Presentaties onderzoekslijnen

Amygdala responsivity related to formation of memories for neutral information constitutes a trait factor for depression

P. Van Eijndhoven, G. Van Wingen, J.K. Buitelaar, I. Tendolkar


background Episodic memory impairment is considered to be a cognitive core deficit of Major Depressive Disorder (mdd). It is currently unknown whether this deficit already plays a role in the early course of mdd and whether this deficit is a state or a trait marker of mdd.
aim To answer this question, we probed the neural correlates of episodic memory formation in patients with a first episode of mdd, patients recovered from a first episode of mdd and healthy controls. We specifically aimed at exploring the potential role of the amygdala in forming episodic memories with emotionally neutral content, because there is some evidence that the amygdala exhibits hyperactive responses even to neutral stimuli in depressed subjects.

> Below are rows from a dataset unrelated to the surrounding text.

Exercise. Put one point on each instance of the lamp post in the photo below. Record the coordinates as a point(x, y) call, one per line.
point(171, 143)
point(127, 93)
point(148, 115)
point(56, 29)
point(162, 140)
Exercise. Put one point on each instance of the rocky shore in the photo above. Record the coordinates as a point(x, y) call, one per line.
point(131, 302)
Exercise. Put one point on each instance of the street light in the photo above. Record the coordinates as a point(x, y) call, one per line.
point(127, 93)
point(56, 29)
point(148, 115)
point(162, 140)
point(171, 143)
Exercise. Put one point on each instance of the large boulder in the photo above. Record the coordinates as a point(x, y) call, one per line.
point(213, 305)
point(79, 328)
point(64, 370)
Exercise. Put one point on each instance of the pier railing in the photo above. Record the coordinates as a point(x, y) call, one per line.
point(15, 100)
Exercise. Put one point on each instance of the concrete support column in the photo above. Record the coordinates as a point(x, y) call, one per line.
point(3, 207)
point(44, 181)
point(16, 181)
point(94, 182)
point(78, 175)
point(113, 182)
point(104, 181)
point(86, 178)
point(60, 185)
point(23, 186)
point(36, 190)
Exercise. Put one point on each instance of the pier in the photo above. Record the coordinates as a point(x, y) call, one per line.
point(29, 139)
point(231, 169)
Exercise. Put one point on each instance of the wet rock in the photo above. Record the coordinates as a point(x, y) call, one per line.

methods Using event-related fmri, we performed an associative memory task with neutral stimuli while subjects underwent scanning and analysed the data with respect to behavioral performance and neural activity underlying successful versus unsuccessful encoding of stimuli and their appropriate context.

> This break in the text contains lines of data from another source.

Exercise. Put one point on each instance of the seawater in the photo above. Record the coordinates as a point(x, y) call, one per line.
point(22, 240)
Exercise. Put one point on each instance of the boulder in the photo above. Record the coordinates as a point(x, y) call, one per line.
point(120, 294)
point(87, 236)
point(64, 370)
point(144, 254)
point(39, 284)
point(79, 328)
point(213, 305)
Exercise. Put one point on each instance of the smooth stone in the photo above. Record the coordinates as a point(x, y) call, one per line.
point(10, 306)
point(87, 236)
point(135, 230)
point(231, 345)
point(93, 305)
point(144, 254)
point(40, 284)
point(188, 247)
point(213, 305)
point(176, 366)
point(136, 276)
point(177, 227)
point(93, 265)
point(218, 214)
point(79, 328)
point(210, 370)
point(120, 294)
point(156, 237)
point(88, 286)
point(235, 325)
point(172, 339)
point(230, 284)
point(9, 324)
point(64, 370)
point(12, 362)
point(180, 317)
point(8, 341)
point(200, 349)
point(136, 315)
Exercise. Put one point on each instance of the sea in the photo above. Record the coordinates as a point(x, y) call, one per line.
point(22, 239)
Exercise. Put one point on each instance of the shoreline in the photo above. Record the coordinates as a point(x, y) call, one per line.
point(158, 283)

results Both patient groups showed similarly stronger subsequent memory effects in the amygdala when compared to controls. We did not find any differences in memory performance nor hippocampal activity between groups, but there were several anterior and posterior brain regions that show more activity during the depressed state.
conclusion The state related increase in brain regions shown to serve mnemonic processes can best be interpreted in the light of compensatory activity during acute depression. Our amygdala findings provide initial evidence for a neurocognitive trait factor of mdd, which in the early course may be a more important factor than hippocampal dysfunction known to account for memory impairment seen later in the course of mdd.